Transactions in Global InterSystems IRIS
InterSystems IRIS supports a unique data structure, called globals, for information storage. Essentially, globals are persistent arrays with multi-level indices, having several extra capabilities—transactions, quick traversal of tree structures, and a programming language known as ObjectScript.
I'd note that for the remainder of the article, or at least the code samples, we'll assume you have familiarised yourself with the basics of globals:
Globals are completely different structures for storing data than the usual tables, and operate at a much lower level. And that begs the question, how would transactions look when working with globals, and what peculiarities might you encounter in the effort?
We know from relational database theory that a good transaction implementation needs to pass the ACID test (see ACID in Wikipedia).

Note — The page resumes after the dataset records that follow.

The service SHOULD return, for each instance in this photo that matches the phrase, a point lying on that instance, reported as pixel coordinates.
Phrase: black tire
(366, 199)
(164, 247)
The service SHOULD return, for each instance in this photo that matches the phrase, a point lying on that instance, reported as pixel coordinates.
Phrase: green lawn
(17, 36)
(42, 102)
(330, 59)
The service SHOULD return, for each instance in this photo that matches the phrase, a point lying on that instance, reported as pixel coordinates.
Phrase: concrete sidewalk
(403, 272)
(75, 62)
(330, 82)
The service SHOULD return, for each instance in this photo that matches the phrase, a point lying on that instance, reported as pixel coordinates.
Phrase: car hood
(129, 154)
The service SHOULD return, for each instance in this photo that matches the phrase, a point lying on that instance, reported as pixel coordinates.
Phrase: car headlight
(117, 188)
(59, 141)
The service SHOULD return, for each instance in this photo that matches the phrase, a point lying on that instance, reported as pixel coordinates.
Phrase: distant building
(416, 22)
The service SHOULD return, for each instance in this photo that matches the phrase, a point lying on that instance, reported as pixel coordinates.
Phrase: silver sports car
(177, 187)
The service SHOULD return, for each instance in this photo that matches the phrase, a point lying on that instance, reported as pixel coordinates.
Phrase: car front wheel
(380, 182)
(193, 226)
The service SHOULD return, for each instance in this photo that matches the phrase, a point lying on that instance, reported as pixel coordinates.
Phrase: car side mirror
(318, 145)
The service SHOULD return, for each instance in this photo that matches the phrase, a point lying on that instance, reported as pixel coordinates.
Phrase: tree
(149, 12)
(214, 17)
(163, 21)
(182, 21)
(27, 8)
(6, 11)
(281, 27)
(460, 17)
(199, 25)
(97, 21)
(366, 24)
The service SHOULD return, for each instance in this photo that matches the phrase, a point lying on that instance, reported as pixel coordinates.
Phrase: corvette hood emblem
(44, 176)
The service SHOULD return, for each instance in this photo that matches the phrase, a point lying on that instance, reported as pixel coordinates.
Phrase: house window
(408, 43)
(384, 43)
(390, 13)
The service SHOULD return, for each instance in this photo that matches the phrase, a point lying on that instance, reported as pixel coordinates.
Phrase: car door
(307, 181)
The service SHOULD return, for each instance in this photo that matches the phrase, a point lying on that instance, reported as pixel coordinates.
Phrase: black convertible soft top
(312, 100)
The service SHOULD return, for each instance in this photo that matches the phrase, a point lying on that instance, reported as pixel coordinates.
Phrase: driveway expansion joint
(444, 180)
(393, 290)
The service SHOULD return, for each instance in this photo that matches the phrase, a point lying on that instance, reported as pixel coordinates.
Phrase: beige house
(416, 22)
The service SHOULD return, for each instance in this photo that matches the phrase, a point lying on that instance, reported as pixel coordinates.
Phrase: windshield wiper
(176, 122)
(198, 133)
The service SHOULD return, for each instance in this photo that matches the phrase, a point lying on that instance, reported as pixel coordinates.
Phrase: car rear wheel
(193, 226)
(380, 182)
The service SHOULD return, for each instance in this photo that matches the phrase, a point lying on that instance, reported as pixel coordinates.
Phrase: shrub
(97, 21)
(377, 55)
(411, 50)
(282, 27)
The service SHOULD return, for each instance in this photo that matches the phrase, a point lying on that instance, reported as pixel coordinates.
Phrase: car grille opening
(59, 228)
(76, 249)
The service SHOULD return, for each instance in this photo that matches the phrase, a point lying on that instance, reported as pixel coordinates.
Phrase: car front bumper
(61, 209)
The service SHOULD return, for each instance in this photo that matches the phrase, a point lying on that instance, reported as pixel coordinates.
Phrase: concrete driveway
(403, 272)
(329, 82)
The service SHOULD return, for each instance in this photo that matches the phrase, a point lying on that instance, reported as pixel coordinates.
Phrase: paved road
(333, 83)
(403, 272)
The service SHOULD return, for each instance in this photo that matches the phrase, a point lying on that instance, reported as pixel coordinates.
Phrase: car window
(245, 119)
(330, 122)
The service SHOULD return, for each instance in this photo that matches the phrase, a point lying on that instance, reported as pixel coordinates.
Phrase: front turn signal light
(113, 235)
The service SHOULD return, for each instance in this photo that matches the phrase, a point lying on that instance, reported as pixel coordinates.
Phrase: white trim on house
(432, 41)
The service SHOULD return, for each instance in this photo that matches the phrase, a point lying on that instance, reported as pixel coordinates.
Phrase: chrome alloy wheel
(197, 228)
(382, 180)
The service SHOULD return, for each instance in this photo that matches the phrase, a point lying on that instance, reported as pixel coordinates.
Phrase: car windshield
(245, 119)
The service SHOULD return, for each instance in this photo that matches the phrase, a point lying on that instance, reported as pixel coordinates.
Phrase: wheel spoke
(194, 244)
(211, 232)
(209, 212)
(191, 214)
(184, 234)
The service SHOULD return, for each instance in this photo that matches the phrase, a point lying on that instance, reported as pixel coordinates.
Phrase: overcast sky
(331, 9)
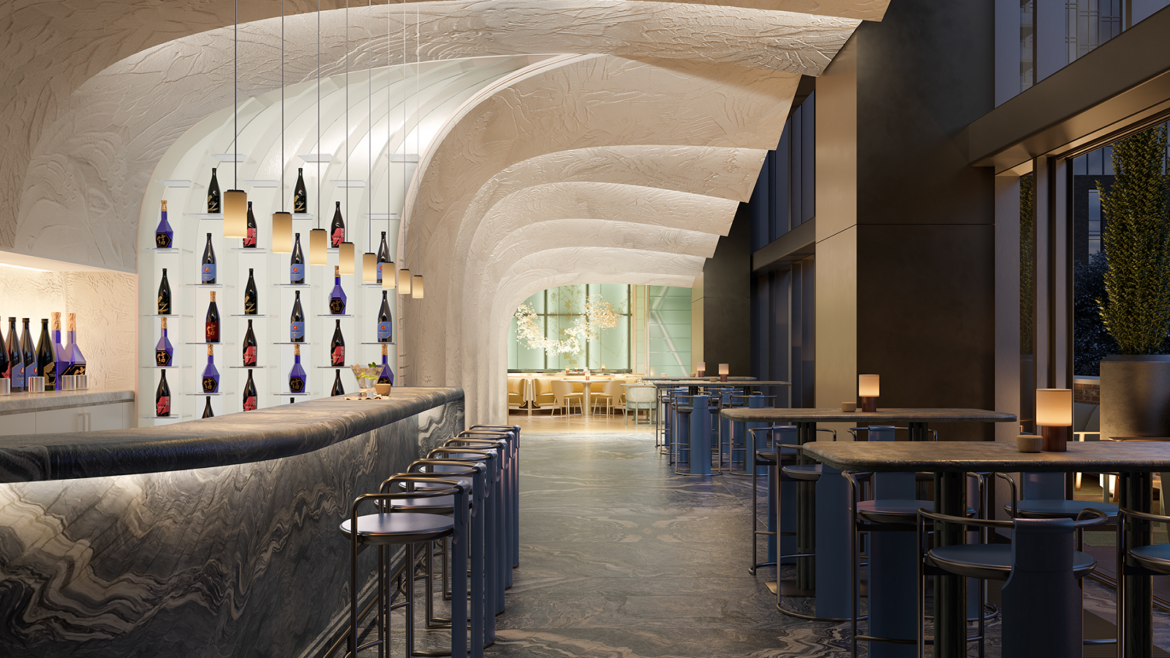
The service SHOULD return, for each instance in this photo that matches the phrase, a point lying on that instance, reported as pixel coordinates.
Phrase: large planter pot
(1135, 396)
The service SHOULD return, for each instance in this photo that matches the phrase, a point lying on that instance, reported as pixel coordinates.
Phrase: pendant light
(404, 275)
(235, 201)
(282, 221)
(318, 238)
(345, 251)
(417, 280)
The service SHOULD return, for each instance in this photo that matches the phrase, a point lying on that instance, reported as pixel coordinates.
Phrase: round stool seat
(803, 472)
(1154, 557)
(1061, 508)
(991, 561)
(895, 511)
(400, 528)
(440, 505)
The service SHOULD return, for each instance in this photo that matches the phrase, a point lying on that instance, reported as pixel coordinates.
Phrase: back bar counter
(207, 537)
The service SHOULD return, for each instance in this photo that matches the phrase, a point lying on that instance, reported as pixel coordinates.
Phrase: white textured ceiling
(618, 152)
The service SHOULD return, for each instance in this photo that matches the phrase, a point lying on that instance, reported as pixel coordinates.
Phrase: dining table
(1134, 461)
(820, 504)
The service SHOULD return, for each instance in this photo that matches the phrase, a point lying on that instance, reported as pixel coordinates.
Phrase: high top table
(820, 506)
(950, 460)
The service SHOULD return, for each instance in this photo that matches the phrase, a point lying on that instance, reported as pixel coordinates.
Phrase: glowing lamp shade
(282, 233)
(1054, 408)
(369, 268)
(235, 213)
(318, 246)
(345, 256)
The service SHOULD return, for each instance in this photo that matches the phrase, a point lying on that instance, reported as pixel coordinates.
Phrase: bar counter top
(236, 438)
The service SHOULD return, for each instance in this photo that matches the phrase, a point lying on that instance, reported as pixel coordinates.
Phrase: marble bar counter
(207, 537)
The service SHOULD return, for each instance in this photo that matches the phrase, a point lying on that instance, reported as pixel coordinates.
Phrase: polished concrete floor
(621, 557)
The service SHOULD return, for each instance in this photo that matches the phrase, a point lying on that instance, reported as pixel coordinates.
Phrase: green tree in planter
(1136, 240)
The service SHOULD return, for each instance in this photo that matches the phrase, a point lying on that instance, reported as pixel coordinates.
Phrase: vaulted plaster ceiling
(614, 152)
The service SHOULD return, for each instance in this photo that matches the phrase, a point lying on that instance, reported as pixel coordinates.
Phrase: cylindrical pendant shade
(1054, 408)
(369, 268)
(345, 258)
(282, 233)
(318, 246)
(235, 213)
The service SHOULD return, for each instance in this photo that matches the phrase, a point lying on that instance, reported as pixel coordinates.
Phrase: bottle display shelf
(166, 251)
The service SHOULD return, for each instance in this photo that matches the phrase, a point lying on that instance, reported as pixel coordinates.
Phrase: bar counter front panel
(137, 543)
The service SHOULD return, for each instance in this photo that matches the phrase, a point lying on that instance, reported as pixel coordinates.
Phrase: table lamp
(868, 390)
(1054, 417)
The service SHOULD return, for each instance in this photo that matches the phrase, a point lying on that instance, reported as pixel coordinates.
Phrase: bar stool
(460, 472)
(387, 529)
(1033, 623)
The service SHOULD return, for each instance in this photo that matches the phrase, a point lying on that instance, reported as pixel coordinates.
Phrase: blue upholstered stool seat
(991, 561)
(1154, 557)
(803, 472)
(1060, 508)
(400, 527)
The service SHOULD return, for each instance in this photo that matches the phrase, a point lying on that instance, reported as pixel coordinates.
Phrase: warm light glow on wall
(282, 233)
(1054, 408)
(318, 246)
(369, 268)
(345, 258)
(235, 214)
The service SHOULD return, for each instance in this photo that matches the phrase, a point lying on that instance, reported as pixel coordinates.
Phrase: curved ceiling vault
(614, 152)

- Atomicity: All changes made in the transaction are recorded, or none at all. See Atomicity (database systems) in Wikipedia.
- Consistency: After the transaction is completed, the logical state of the database should be internally consistent. In many ways, this requirement applies to the programmer, but in the case of SQL databases, it also applies to foreign keys.
- Isolation: Transactions running in parallel shouldn’t affect one another.
- Durability: After successful completion of the transaction, low-level problems (such as a power failure) should not affect the data changed by the transaction.
Globals are non-relational data structures. They were designed to support ultra-fast work on hardware with a minimal footprint. Let's look at how transactions are implemented in globals using the IRIS/docker-image.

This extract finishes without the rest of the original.